Windmill, Ballough, Co. Dublin
Co. Dublin |
Kilns
In a flat stretch of north County Dublin, a barely perceptible rise in a field is all that remains of what was once a working windmill.
Without knowing what to look for, you would walk straight past it. The circular base, some 18.5 metres in diameter, sits within a surrounding ditch, and together these features preserve the ghost of a structure that ground grain for a farming community somewhere in the post-1700 landscape of the Dublin coast.
The site was recorded on the Ordnance Survey's six-inch map of 1837, one of the most systematic cartographic exercises ever undertaken in Ireland, which means the mill was already a known landmark, or perhaps already a ruin, when surveyors passed through Ballough in the early nineteenth century. The ditch encircling the base is still visible today, though it is shallower than it once was; the landowner noted that it had been considerably deeper before levelling work was carried out around 1985. At that point the ditch measured roughly eight metres wide and forty centimetres deep, reduced from what would once have been a more pronounced earthwork. The site was documented by archaeologist Geraldine Stout, whose notes form the basis of the formal record.
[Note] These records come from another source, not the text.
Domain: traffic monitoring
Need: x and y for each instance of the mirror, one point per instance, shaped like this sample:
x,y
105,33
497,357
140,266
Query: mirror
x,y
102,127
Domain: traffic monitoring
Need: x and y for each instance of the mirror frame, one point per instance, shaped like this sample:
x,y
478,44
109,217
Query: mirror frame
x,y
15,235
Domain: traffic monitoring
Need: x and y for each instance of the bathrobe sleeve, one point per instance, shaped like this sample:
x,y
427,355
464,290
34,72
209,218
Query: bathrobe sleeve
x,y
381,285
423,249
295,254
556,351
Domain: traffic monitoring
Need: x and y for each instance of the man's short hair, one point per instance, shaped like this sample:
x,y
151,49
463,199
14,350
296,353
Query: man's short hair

Ballough is a quiet coastal townland, and the site sits in agricultural ground that is not set up for visitors in any formal sense. There are no markers or interpretive panels. The raised circular platform is the thing to look for, low and subtle against the surrounding field, and the slight depression of the ditch around it. The area is best approached with the landowner's awareness, and the detail that repays attention is the scale of that base diameter, nearly nineteen metres across, which gives a sense of how substantial the original tower must have been before it disappeared entirely from the ground above.